With respect to petitioning a child or unborn child to be in need of protection or services, information received more than 40 days before filing the petition may be included to establish a condition or pattern which, together with information received within the 40-day period, provides a basis for conferring jurisdiction of the court.

Id.  This section allows inclusion of information of prior instances of abuse only if the information establishes a “condition or pattern” to an incident that is referred within the forty-day period.  If the department fails to meet its burden to prove the original referral incident, the other instances cannot come in—they are outside the mandatory time frame.

            12      Where we part ways with the trial court is in its conclusion that the department failed to carry its burden to produce evidence of the January 2002 incident.  The department provided the following evidence probative of whether Cole was a victim of abuse in January 2002:  a tape of Kelly’s frantic 911 call reporting that John had slapped Cole causing his lip to bleed, the observations of the police officer called to the scene and Kelly’s original written statement corroborating the phone call.  This production of evidence, as a matter of law, satisfies the department’s burden to produce evidence probative of the ultimate fact to be proved, that Cole is the victim of child abuse.  The fact that Kelly recanted her statement the same day is relevant to the persuasiveness, or credibility, of the evidence, but does not preclude the department from establishing its prima facie case for production of the evidence.

            13      Because the department has made a prima facie case with respect to the January 2002 incident, the information regarding the August 2001 incident of abuse can be and should be considered by the trial court to determine whether there is a condition or pattern of conduct to provide a basis for jurisdiction.  The trial court erred by concluding otherwise.

            14      As we previously stated, in addition to the burden of producing probative evidence of Cole’s physical abuse, the department also bears the burden of persuading the trial court with respect to that issue.  The statute provides that the department must prove its facts by clear and convincing evidence.  Wis.
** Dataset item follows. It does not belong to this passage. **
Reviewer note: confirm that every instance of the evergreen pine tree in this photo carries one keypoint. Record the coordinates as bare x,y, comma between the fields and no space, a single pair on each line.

Stat. § 48.31(1).  Consequently, we remand this case back to the trial court with the instruction that the trial court make the necessary credibility determinations as to the weight of the evidence presented, including the evidence of the past instances of abuse.  We are particularly concerned that the health and welfare of Cole and Harrison may be in jeopardy and, while we cannot oversee the trial court docket, we strongly recommend the trial court expedite the resolution of this matter as quickly as possible.

                        By the Court.—Orders reversed and causes remanded with directions.
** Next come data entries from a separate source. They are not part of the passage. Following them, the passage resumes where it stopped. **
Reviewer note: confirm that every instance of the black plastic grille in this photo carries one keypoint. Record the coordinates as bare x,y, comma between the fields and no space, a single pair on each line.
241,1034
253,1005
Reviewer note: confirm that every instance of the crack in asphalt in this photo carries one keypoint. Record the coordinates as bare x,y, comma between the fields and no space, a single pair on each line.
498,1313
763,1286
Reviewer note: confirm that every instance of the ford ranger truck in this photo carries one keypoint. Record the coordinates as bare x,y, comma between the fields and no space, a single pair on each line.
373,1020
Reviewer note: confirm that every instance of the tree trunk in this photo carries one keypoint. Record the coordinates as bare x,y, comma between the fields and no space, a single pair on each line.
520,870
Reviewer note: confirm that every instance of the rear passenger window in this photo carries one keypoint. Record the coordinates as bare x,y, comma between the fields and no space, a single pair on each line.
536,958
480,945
                        This opinion will not be published. See Wis. Stat. Rule 809.23(1)(b)4.

 

 


 

 



[1]  This appeal is decided by one judge pursuant to Wis. Stat. § 752.31(2)(e) (1999-2000).  All references to the Wisconsin Statutes are to the 1999-2000 version.

[2]  The guardian ad litem also filed a brief in this consolidated appeal.

[3]  The term “prima facie” is ambiguous; it is sometimes used to describe evidence that is sufficient to meet the burden of production and sometimes used to denote situations in which the evidence offered by a party is so compelling that the burden of production shifts to the opposing party.  2 McCormick on Evidence § 342, at 433 n.4 (5th ed. 1999).  The term is used here in its former sense.